As objects of a spiritual quest, all of these “lodestars” have another thing in common: they are haloed, enclosed, and set apart. They are framed and exalted as fragments of some higher place, some higher plane of being, come down to earth as a grace to our yearning eyes. The Black Stone is encased in the Ka’aba (or Cube), covered in gold and jet-black silk. The Emerald Buddha sits within an impossibly sumptuous golden pavilion. Christian relics usually rest within reliquaries, which are gorgeous, sometimes jeweled containers of varied shapes (crosses, houses, arms, heads) often symbolizing the relic inside. In Africa, ancestors’ bones are guarded by beautiful carvings of stern spirits. And the stupas of Cambodia enshrine the Buddha’s ashes in shining domes or spires with delicate peaks. At the end of the quest, the lodestar remains tantalizing, separate, unreachable. Though ravishing in its beauty, it still beckons to a further beyond.
Religion in our day is often associated with joyless prohibitions and controversial political positions.
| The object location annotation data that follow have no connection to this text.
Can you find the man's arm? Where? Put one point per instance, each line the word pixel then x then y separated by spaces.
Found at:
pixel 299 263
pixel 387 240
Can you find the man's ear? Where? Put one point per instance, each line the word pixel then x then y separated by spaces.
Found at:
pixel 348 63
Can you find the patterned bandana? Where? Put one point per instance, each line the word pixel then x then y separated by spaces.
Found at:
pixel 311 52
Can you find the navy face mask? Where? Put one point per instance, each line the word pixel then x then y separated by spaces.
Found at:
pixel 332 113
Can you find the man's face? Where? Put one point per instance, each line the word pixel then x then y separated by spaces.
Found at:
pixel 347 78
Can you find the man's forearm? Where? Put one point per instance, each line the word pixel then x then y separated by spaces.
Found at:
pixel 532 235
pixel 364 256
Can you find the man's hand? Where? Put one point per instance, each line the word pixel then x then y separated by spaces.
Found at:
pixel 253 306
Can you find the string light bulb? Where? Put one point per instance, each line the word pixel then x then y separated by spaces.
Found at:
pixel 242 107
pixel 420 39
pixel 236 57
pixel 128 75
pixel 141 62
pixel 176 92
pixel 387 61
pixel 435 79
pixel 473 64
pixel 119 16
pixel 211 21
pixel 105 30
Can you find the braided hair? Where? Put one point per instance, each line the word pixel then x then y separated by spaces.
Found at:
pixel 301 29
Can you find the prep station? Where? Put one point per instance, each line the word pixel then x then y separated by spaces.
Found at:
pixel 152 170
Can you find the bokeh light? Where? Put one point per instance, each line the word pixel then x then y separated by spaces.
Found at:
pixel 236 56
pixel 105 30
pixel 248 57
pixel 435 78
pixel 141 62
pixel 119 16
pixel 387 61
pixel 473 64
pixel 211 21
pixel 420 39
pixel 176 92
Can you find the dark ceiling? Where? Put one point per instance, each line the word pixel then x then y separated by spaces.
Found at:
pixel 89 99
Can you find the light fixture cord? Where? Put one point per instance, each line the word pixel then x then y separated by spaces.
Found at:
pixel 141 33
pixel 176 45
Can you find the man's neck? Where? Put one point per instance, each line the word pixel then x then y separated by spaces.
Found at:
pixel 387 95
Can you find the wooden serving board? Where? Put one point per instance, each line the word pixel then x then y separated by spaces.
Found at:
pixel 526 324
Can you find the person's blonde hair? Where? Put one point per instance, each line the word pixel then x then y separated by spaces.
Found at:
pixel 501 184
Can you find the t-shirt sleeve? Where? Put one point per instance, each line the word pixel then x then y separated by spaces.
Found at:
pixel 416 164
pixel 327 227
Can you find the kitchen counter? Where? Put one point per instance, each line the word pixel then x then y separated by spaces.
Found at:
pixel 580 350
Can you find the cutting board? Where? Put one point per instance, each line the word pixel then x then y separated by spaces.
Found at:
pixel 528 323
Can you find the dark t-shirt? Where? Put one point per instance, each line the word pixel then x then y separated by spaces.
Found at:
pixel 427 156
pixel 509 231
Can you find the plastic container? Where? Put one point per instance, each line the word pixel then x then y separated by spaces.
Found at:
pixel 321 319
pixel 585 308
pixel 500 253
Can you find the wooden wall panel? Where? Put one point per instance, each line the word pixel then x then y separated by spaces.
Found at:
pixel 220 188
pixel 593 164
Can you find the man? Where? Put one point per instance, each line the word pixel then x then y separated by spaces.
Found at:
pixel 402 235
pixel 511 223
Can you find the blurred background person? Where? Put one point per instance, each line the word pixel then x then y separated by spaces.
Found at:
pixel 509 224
But in the history of the world, religion has been nothing less than the quest for the ultimate—a process of journeying to the furthest beyond—and perhaps further still. It is this property of religion (its pointing toward the beyond) that makes the religious quest, the pilgrimage, such a potent imaginative and spiritual exercise. It makes the traversal of space an approach to heaven, and the passage through gateways a passage into another world.
Of course, the pilgrim doesn’t actually enter heaven when she goes on her sacred journey, but in another way, she does. Because it seems that matter and its properties—its expansiveness, its splendor, its difficulty, its richness—have a mysterious capacity to usher the spirit to further realms, if only for a little while. If humankind’s temples are seemingly ageless monuments to a universal vertical orientation—a global, inevitable, undeniable grasp toward divinity—then pilgrimage approaches the divine through a rhythmic unfurling of space and time.